I am using these technologies: SQL Server 2005, ASP.NET MVC, NHibernate/sharp architecture and would like to mine some text with the final aim of presenting some web based stats . I have several millions of keywords and several millions of documents and would like to run some queries based on these documents indexed by the keywords. I have played a bit with SQL Server’s full text indexing but I am not too impressed. So I am wondering whether Lucene.Net might be an alternative.
I have never used Lucene.Net but understand that it is a 1:1 port of the Java version. So my first question is whether it is worth studying the book ‘Lucene in action’ – provided that Lucene would be the right ‘technology’?
Thanks.
Best wishes,
Christian
Well,
FIRST – update SQL Server. You use a two generations outdated version which had the first implementation of full text search in SQL Server and many (known and fixed) shortcomings.

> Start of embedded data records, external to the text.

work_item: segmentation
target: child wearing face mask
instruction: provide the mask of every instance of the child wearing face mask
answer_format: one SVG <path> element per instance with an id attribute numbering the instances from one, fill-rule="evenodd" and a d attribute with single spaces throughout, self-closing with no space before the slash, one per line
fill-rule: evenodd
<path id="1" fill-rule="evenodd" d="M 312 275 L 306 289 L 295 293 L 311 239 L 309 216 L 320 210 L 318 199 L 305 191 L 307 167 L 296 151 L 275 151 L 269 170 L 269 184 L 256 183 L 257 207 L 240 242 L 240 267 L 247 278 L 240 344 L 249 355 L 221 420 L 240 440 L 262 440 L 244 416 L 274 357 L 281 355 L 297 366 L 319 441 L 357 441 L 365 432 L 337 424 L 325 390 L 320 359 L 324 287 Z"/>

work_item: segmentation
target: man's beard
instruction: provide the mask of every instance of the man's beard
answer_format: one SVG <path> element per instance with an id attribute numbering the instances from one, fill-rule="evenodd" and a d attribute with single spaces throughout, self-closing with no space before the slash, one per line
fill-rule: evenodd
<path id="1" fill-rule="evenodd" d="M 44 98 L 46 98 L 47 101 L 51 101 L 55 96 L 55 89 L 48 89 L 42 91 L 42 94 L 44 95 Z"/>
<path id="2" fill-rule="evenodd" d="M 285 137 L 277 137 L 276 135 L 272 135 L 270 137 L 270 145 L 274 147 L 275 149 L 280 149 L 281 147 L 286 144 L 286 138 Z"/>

Second – Lucene may really be better suited. SQL is primarily a database server, and the full text search does a lot of things, but also has a lot of limitations.
But entering Lucene DOES provide a significant complication – distributed transactions, backup handling turn a lot more complicated as they are two systems. SQL 2008 R2 does a much better job here (full text index stored in the database file).
That said, also be careful with performance. You may need a QUITE HIGH END SERVER if you want to run a lot of queries in parallel (which can happen easily with a web application). This may require multiple database servers running read only replications – something SQL Server does a lot easier than Lucene (as in: out of the box).
I suggest you just get Lucene and play with it 😉 Not a lot more needed.